超高齢社会といわれる日本ですが、日本人の歯の残存本数は80歳で平均約7本です。先進国でいちばん多いのはスウェーデンで約20本、アメリカでは約16本ですから、だいぶ差がある事が分かります。
また、砂糖の摂取は世界でも多いわけではありませんが、歯科疾患のある人数は先進国の中でトップです。歯の健康は全身の健康と言われ、健康寿命の延伸のためには不可欠ですがどこに原因があるのでしょう。日本と欧米の大きな違いは「フッ素」と「予防歯科」にあると言えます。

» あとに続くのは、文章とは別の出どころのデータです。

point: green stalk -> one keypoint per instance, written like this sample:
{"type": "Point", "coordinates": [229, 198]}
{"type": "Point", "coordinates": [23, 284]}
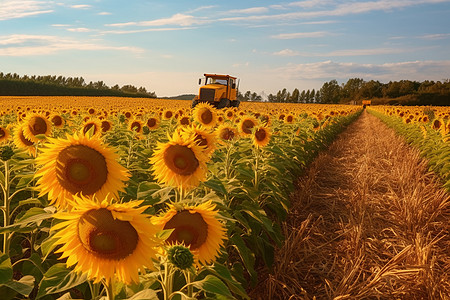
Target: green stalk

歯科先進国のスウェーデンでは、定期的に歯科医に通院する割合はほぼ100%なのに対し、日本では6%という比較があります。
日本では長い間、歯医者は虫歯になったら行くものだというのが常識でした。現在は見直され、幼稚園や学校での歯磨き指導やフッ素の塗布などの保険事業も充実し、子供の虫歯はこの20年で半分ほどに減ったと言われています。それでもまだまだ予防歯科が浸透しているとは言い難い状況です。
原因として、予防歯科が保険点数に入らないこともあり、歯科医が積極的に取り入れてこなかったという背景があるようです。
しかし最近は歯科医の意識も変わってきており、予防歯科に力を入れる歯科医が多くなってきました。
「かかりつけ歯科医」に定期的に通い、唾液の検査や生活習慣のヒアリングを行い、歯石の除去をするといういわゆる歯のメンテナンスを年に数回定期的に行うことで、虫歯や歯周病を予防します。それが、歯の健康、全身の健康寿命を延ばす事につながってくるのです。